¿Adonde me iré de tu espíritu? ¿Y adonde huiré de tu presencia?
Salmo 139:7
En toda enseñanza cristiana hay ciertas verdades básicas, ocultas a veces, y más bien asumidas que afirmadas, pero que son necesarias a toda verdad como los colores primarios son necesarios para componer cualquier cuadro.
La divina inmanencia es una de esas verdades.
Dios mora en su creación, y está indispensablemente presente en todas sus obras. Esto lo enseñan firmemente profetas y apóstoles y está aceptado por la teología cristiana general. Dicha verdad consta en los libros de teología, pero por alguna razón no ha entrado aun en el corazón de los creyentes, para que llegue a ser parte de su fe. Muchos predicadores y maestros cristianos hacen tímidas menciones de ella, y más bien parecen esquivarla Para eludir sus implicaciones.
Me imagino que proceden así por el temor de ser tildados de panteístas. Pero la doctrina de la divina inmanencia nada tiene que ver con el panteísmo. El error panteísta es tan palpable que nadie debería dejarse engañar por él. Sostiene que Dios es la suma de todas las cosas creadas. La naturaleza y Dios son la misma cosa, de modo que cualquiera que toque a la una toca también al otro. Esto es una degradación de la gloria divina.

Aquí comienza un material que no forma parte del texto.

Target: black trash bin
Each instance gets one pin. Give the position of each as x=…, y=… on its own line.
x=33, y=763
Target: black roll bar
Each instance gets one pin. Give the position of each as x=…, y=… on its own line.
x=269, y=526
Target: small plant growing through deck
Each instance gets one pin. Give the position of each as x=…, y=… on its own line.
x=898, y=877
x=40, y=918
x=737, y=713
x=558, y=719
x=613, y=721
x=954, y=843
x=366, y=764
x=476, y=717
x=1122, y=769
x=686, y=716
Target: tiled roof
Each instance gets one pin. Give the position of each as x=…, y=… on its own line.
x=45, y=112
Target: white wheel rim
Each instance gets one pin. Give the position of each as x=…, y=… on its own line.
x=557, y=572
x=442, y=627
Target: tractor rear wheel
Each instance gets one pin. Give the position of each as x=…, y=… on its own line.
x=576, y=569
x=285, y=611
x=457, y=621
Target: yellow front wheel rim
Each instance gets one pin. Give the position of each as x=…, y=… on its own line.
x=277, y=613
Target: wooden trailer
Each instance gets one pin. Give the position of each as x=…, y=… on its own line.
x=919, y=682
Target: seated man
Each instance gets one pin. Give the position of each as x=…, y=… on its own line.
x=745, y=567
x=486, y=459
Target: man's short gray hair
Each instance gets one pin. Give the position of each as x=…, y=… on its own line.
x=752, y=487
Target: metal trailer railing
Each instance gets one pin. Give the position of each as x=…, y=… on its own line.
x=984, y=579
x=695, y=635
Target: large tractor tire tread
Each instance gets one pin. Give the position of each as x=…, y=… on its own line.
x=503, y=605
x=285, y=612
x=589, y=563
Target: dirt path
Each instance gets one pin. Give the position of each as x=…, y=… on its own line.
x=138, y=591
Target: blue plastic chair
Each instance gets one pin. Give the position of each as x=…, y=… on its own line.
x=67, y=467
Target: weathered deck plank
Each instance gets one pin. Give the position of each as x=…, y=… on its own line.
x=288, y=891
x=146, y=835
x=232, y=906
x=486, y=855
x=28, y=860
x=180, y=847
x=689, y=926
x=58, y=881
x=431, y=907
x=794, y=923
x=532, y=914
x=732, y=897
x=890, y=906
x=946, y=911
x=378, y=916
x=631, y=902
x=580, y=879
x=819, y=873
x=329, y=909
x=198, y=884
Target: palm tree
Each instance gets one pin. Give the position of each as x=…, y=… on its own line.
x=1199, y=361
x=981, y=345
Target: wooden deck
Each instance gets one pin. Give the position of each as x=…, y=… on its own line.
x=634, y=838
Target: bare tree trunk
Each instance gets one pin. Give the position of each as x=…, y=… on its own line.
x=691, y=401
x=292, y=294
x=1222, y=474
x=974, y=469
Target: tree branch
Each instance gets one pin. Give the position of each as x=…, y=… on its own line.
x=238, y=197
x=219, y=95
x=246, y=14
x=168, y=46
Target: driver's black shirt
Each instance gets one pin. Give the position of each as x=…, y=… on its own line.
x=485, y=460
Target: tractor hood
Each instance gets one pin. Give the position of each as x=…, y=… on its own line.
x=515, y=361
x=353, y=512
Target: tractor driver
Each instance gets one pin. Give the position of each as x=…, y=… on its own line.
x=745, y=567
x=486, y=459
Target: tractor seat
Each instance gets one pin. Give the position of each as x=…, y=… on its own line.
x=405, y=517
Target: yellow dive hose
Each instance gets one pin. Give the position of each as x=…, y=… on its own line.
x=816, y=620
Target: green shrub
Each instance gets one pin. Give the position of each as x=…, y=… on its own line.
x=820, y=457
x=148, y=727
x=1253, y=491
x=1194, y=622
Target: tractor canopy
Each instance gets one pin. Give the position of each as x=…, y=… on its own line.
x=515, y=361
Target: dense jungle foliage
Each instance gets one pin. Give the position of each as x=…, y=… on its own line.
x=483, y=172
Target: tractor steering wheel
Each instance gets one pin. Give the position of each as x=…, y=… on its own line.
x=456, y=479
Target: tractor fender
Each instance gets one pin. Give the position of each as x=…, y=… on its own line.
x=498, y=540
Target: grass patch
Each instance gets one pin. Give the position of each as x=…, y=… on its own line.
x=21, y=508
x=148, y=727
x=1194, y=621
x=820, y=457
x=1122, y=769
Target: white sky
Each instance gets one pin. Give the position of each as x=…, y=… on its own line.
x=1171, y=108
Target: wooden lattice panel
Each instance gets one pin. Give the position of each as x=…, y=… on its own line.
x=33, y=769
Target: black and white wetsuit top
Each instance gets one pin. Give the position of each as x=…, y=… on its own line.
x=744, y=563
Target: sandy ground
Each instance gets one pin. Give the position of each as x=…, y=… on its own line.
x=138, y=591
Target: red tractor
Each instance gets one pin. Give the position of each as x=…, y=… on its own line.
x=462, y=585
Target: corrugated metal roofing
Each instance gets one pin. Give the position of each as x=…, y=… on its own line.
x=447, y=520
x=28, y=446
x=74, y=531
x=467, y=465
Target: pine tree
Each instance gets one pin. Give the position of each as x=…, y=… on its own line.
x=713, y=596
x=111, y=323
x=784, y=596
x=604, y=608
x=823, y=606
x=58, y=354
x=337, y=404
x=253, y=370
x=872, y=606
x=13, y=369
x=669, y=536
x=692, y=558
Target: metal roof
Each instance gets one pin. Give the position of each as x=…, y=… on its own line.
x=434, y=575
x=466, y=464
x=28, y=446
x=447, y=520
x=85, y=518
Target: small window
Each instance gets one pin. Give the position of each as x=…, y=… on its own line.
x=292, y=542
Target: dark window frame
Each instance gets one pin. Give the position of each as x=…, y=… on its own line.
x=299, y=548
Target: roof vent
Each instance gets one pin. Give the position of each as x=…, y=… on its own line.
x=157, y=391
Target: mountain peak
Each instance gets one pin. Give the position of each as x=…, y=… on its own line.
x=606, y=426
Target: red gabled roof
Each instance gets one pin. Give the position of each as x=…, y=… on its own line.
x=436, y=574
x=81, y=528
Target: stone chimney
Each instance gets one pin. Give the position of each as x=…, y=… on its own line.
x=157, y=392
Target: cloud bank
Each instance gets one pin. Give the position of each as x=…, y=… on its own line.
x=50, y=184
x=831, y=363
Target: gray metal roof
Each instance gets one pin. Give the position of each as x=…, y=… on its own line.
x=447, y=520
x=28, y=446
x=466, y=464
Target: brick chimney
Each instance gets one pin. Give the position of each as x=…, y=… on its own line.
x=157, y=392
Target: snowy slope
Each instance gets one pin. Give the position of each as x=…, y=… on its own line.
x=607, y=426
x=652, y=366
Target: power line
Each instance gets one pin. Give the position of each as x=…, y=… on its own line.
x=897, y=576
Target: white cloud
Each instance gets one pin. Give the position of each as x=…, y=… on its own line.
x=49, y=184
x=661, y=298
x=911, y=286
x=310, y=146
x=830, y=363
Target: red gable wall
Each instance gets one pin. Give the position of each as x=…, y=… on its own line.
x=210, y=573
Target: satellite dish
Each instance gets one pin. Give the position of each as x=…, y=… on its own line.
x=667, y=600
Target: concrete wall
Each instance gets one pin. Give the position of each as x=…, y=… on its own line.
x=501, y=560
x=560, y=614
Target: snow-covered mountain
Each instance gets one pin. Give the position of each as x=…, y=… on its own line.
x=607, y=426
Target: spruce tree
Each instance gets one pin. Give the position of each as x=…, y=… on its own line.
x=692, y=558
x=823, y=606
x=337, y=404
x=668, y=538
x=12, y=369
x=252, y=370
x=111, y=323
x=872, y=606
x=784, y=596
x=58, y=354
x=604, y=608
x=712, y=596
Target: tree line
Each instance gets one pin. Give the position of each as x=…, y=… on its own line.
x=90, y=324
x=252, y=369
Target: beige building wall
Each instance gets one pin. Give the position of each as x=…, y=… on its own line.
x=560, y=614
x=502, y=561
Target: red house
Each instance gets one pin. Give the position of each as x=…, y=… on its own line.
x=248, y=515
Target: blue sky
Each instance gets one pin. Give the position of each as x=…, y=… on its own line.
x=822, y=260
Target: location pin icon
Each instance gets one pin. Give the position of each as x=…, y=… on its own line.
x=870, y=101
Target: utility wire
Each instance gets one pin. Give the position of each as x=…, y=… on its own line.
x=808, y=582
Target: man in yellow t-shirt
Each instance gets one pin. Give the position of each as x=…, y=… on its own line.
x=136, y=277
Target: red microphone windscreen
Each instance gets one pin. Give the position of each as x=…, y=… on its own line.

Los panteístas, al atribuirle divinidad a todo, han hecho desaparecer del mundo toda divinidad.
La verdad es que aunque Dios habita en su mundo, está separado de él por un abismo infranqueable. Por mucho que Dios se identifique con la obra de sus manos, éstas son sus obras, y nunca pueden ser Él. Dios es anterior a sus obras e independiente de ellas.
¿Qué significa, entonces, la divina inmanencia en la experiencia cristiana?
Significa simplemente que Dios está aquí. Dondequiera estemos nosotros, Dios está. No hay lugar, ni lo puede haber, donde Dios no esté. Diez millones de inteligencias, situadas en igual número de puntos del espacio, separadas por incalculables distancias, pueden todas decir al mismo tiempo, “Aquí está Dios”.
No hay un solo sitio del espacio que esté más cerca de Dios que cualquier otro. Ningún hombre está, en cuanto a distancia se refiere, más cerca o más lejos de Dios que otro hombre.
Hay ciertas verdades que cree todo cristiano medio instruido en la doctrina. A nosotros toca examinarlas y meditar en ellas, hasta que empiecen a resplandecer en nosotros.
“¡En el principio Dios!” Aquí no hay materia, porque lo material requiere siempre una causa que lo preceda. Dios es esa causa. No se trata de ninguna ley, porque ley es simplemente el nombre que le damos al curso que sigue todo lo creado. Ese curso ha sido planeado, y fue Dios quien lo planeó. Tampoco se trata de ninguna mente, porque la mente es también una cosa creada, y debe tener un creador que la respalde. En el principio Dios, la Causa de las causas, el principio originador de la materia, de la ley y de la mente. Por ahí debemos comenzar.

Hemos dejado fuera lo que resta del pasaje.